I look out the window toward his house. It looks the same as ever. Is he there? Did he seriously go out of his way not to wake me up so he could sneak back home? How weird is that? Actually, how disappointing. That’s the worst of it, how disappointed I am.

I wish I wasn’t. Last night was unexpected, and it is something I’ll remember for a long time. I’ve never experienced anything like that before—the closest I’ve ever come to anything that hot and exciting and dangerous was when a boyfriend blindfolded me before sex. That’s child’s play compared to what Luka can do.

That doesn’t mean it has to happen again or that it ever will. We both got caught up in the moment; that’s all that was. We aren’t an item or anything.

However, it would’ve been nice if he had given me the chance to tell him that rather than running off on me.

With a heavy heart, I start making coffee. Maybe it’s for the best he left. Who knows what the morning would’ve held? Trying to face each other after last night would only be awkward and uncomfortable. Plus, we’re like squabbling old people, who tend to argue at the drop of a hat, so this is probably for the best.

When the back door to the house opens, letting a cold breeze in, my heart leaps into my throat, and I spin around, ready to reach for a knife. Luka stops dead in his tracks, eyes widening though his gaze is filled with anything but fear. “Sorry. I figured you would still be in bed.”

I close my bathrobe a little tighter, my heart fluttering and my stomach in knots. Even though he scared me half to death, I can’t help but smile. “Where did you go?”

He holds up a paper bag from the bakery around the corner. “I borrowed your keys.” Right, they’re not on the hook where I usually keep them. I didn’t even think to look there.

“That’s okay.

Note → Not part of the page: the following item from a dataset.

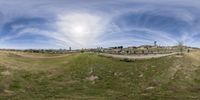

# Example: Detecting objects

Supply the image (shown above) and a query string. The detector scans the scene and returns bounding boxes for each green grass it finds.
[0,53,200,100]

Thank you, this is very thoughtful of you.” Now I remember something else about last night: he’s very comfortable around here. For somebody so standoffish and even rude, he doesn’t think twice about getting familiar with my home and my things.

I can’t even bring myself to be annoyed. Now, I understand how sorry I would’ve been to let go of last night without saying a word.

“Thank you for cleaning up the kitchen.” I wave a hand around while he unpacks fresh bagels and what looks like every add-on the bakery sells: cream cheese, butter, jam, smoked salmon spread.

“It was the least I could do after causing the mess.” He offers a wince, his shoulders rising. “And I’m sorry about ruining the dinner you worked so hard on. I’m sure you would’ve liked to have leftovers.”

“Don’t worry about it.”

I can’t believe he’s suddenly so thoughtful and almost soft-spoken. He’s smiling as he sits at the table, slicing a bagel for me before doing the same for himself. I wish I knew what to make of him, but I don’t. “By the way, everything looks okay outside. I checked the lights before I went down to the bakery. No cut wires.”

“That’s a relief. Most mornings, I never know what I’m going to find.”

“You won’t have to worry about it much longer. Christmas will be here soon enough.”

“That’s depressing,” I tell him with a laugh. “I guess there’s always next year to look forward to.”

He doesn’t say anything, settling for a soft grunt before taking a bite of a bagel slathered in cream cheese. Whatever he’s thinking, it doesn’t make him happy—a familiar set of lines appear between his eyebrows and over the bridge of his nose. It feels like he went away all of a sudden. Like he sunk inside himself.

I want to bring him back. “So, what are you doing today?”